№1, 2025

APPLICATION OF THE WORD2VEC ALGORITHM FOR CLINICAL DIAGNOSIS DETERMINATION
Uzeyir Gurbanli

The article examines the use of Natural Language Processing technologies in modern medicine for knowledge acquisition and the implementation of decision-making methods. The application of information technology in healthcare has become one of the main requirements of the modern era. Enhancing the quality and accessibility of medical services necessitates the utilization of modern technologies, mathematical methods, and the capabilities of artificial intelligence, alongside the development of comprehensive information systems. The paper proposes methods for analyzing and applying tools to assist physicians in diagnosing conditions and determining treatment plans with the help of artificial intelligence. It also focuses on evaluating the quality of diagnostic and treatment processes through applıcation of different methods and practical application.
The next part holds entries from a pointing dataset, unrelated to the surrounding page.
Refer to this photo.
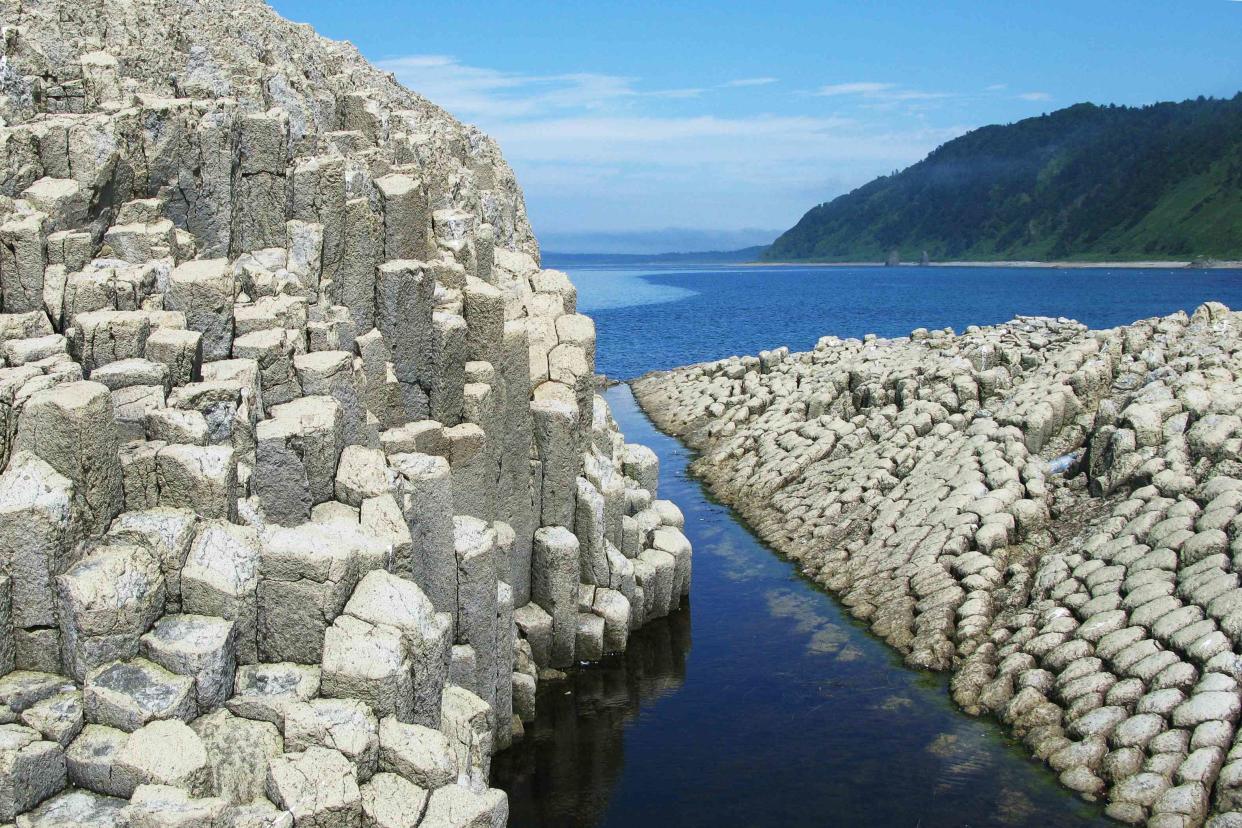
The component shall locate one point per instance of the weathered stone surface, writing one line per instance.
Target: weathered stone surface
(286, 399)
(318, 786)
(31, 770)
The analysis of large volumes of medical data using Natural Language Processing technology enables the extraction of valuable insights. A significant portion of medical data is stored and exchanged in text form compliant with the Health Level Seven standard, making semantic similarity methods that operate on textual data highly effective in this domain. By designing and implementing rules for applying and integrating different algorithms, it is possible to transform medical data into valuable knowledge, contributing significantly to advancements in the medical field. The article presents a Word2Vec algorithm-based approach for detecting diagnoses of cardiovascular diseases from collected patient histories, as well as refining existing diagnoses. The development of an algorithm capable of assigning new diagnoses based on historical patient records constitutes one of the key outcomes of this research (pp.26-33).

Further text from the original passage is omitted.